Es cierto que el crecimiento sostenido de la economía durante tres décadas no ha reducido la brecha social existente en la medida en que el Producto Interno Bruto se ha expendido. Pero la única vía para lograrlo es a través del gasto público. Y un gasto público de calidad, del que tanto se habla,  se refiere a la inversión en los ámbitos de la educación, la salud pública, el mejoramiento y ampliación de la red vial y, sobre todo, en los programas de carácter social en las zonas urbanas como en las rurales.

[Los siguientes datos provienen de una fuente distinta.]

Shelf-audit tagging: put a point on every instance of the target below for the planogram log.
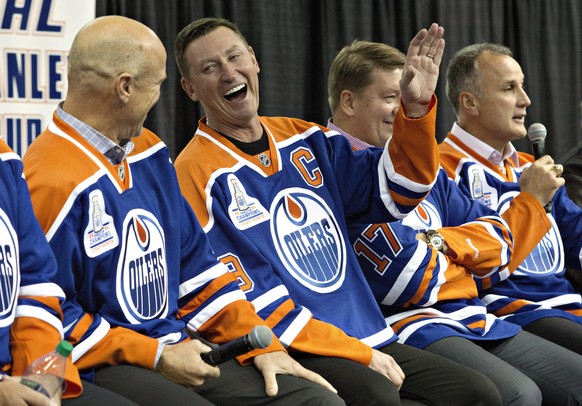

Ningún programa de política económica surte efectos  duraderos de largo alcance en el corto plazo. Es un enfoque equivocado valorar su efectividad en base a  los efectos inmediatos, porque la mentalidad nacional no se cambia o transforma de un año a otro y el alto contenido cultural de nuestra pobreza trasciende los límites de las carencias materiales. Para mejorar la educación no basta con las reformas curriculares. Es un largo proceso que involucra un cambio en la mentalidad del magisterio, más comprometido hoy con sus reivindicaciones laborales que con sus obligaciones en las aulas. Y lo mismo ocurre en el área de la salud, donde hay un visible esfuerzo por mejorar la planta física hospitalaria y las condiciones de los profesionales del área.

La reducción innegable de nuestros niveles de pobreza es fruto  inicial de una fuerte concentración del gasto en el área social.  Negar que programas intensivos como  el de la Tanda Extendida en los planteles escolares, la alimentación de los estudiantes en los niveles básicos, las Estancias Infantiles, la cobertura sin precedentes de apoyo a las pequeñas y medianas empresas, el  financiamiento de la actividad agrícola y ganadera a las pequeñas entidades rurales; la construcción de presas y acueductos no constituyen modalidades de un gasto público bien orientado, es cerrarse los ojos a una realidad visible noche y día.